Audio

Audioseite Polizist verliert Klage nach Karriere-Aus wegen rassistischem Chat

Das Wappen der Polizei Hessen

Weil er Mitglied einer rechten Chatgruppe war und selbst ein rassistisches Bild geteilt haben soll, ist einem Mann die Übernahme in den Polizeidienst verweigert worden. Seine Klage vor dem Verwaltungsgericht in Gießen scheiterte.

Das Verwaltungsgericht Gießen hat am Mittwoch die Klage eines Mannes abgewiesen, der nicht in den hessischen Polizeidienst übernommen wurde. Nach dem abgeschlossenen dreijährigen Vorbereitungsdienst war seine Übernahme in den gehobenen Polizeidienst abgelehnt worden, weil der Kläger an einem Chat mit rassistischen und menschenverachtenden Inhalten beteiligt gewesen sei, wie ein Gerichtssprecher erläuterte.

Dabei ging es bei seiner Ablehnung vor allem um ein Bild, das der Mann aus dem Wetteraukreis in der Gruppe verschickt hatte: Auf einen Mann mit Vollbart ist ein Zielfernrohr gerichtet, daneben prangt das Logo einer deutschen Rüstungsfirma, und darunter steht der Satz "Bei uns steht der Mensch im Mittelpunkt".

Muslimfeindliches Foto gepostet

Der Mann im Fadenkreuz sei offensichtlich muslimischen Glaubens, befand die hessische Polizeiakademie 2019 und entschied: Wer solche Dateien versendet, die sich gegen eine religiöse Gruppe richten und sie angreifen, ist für den Polizeidienst nicht geeignet.

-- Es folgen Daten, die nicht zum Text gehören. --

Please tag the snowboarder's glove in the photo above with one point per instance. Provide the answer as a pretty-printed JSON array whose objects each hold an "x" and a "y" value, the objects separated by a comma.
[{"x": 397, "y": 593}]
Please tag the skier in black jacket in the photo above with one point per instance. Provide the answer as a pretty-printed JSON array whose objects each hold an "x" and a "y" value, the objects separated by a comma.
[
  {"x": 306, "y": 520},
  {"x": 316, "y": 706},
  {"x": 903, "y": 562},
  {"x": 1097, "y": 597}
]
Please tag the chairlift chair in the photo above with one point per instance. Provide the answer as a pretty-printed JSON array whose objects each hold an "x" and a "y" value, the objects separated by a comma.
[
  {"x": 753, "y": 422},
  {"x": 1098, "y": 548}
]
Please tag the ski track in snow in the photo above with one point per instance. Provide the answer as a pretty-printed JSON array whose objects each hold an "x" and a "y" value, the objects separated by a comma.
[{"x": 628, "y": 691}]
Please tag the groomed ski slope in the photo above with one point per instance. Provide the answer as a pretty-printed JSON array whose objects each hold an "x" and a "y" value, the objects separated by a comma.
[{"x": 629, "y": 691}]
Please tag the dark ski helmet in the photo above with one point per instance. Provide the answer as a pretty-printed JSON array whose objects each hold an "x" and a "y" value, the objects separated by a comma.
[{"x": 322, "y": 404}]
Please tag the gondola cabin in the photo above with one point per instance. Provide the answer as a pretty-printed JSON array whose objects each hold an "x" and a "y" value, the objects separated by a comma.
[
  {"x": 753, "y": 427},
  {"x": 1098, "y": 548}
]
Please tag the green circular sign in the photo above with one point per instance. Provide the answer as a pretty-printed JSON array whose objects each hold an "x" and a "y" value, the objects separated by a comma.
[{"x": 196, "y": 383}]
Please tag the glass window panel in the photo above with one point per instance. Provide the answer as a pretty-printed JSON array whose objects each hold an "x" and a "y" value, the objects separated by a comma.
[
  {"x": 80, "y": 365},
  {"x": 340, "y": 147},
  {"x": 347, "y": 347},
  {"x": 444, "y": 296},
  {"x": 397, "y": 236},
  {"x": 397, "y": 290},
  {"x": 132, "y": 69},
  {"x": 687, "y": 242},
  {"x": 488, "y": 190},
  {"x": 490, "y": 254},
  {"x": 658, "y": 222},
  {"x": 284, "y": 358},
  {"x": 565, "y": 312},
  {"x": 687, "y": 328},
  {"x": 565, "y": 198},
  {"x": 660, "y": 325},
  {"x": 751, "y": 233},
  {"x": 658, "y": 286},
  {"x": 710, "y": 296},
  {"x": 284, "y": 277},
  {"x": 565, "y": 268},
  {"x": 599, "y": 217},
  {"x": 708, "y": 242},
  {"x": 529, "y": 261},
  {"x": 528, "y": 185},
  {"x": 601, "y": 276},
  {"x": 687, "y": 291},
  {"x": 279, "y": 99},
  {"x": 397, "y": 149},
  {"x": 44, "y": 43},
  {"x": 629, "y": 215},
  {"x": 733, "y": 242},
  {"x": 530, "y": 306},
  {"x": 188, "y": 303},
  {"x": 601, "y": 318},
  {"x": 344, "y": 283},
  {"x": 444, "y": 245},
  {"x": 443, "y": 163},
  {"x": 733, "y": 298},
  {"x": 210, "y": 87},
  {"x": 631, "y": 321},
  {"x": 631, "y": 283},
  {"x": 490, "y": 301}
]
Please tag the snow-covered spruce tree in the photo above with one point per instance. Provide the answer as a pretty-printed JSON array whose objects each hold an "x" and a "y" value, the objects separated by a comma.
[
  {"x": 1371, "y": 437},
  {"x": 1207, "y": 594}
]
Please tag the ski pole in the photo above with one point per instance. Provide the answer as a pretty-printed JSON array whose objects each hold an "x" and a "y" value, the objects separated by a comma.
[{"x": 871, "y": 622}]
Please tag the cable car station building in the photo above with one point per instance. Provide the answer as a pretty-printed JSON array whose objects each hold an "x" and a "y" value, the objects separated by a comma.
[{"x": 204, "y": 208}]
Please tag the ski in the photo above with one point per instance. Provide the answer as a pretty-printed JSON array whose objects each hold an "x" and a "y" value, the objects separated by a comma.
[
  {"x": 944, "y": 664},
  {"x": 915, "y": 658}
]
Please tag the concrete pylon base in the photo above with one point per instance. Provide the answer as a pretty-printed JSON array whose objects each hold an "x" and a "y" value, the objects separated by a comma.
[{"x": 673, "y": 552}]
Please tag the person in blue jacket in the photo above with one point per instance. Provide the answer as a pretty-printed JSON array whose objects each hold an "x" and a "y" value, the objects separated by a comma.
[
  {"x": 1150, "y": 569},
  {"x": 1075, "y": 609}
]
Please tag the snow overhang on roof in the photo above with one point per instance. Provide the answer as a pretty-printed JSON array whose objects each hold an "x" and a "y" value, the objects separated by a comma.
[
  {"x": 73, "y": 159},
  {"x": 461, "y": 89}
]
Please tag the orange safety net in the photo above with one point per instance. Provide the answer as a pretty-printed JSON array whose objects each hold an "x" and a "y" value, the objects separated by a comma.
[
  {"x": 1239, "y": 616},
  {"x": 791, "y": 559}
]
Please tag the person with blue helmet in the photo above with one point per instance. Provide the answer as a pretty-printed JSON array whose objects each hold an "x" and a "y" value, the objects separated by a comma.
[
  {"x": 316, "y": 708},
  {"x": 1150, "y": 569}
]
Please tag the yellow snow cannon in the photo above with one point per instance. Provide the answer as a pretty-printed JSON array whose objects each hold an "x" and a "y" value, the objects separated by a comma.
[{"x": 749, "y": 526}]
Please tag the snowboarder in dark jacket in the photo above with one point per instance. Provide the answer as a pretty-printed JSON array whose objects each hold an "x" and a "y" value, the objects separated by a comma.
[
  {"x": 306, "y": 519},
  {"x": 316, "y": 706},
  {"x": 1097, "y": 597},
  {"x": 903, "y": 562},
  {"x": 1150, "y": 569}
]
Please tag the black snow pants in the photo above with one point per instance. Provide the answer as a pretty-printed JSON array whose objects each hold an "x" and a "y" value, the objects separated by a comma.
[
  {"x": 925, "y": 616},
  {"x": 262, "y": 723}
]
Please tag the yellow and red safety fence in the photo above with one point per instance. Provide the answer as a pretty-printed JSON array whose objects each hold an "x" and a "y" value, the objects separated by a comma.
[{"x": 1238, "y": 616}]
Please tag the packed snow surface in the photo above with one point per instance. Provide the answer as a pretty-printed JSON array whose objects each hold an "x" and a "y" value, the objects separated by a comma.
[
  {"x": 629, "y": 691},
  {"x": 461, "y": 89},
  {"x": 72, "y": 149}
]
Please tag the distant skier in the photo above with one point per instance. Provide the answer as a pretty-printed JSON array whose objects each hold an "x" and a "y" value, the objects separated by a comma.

Neben diesem Bild sollen in dem Chat auch Inhalte mit verfassungswidrigen Kennzeichen sowie weitere rassistische Bilder und Videos geteilt worden sein.

Urteil: Zweifel an charakterlicher Eignung

Nach Ansicht des Gerichts lieferten das unkommentiert in die Gruppe gepostete Bild und die Mitgliedschaft in der Chatgruppe "berechtigte Zweifel", dass der Kläger nicht gewährleisten könne, in seinem Dienst "unvoreingenommen und ohne Ansehen der Person" seine Aufgaben wahrzunehmen. Der damalige Polizist habe ohne eine ersichtliche Distanzierung über einen längeren Zeitraum an dem Chat teilgenommen.

Das Gericht folgte damit der Einschätzung der Polizeiakademie aus 2019: Diese hatte zuvor die Aufnahme in den gehobenen Dienst abgelehnt, da aufgrund des rassistischen Chats "durchgreifende Zweifel" an der charakterlichen Eignung bestünden.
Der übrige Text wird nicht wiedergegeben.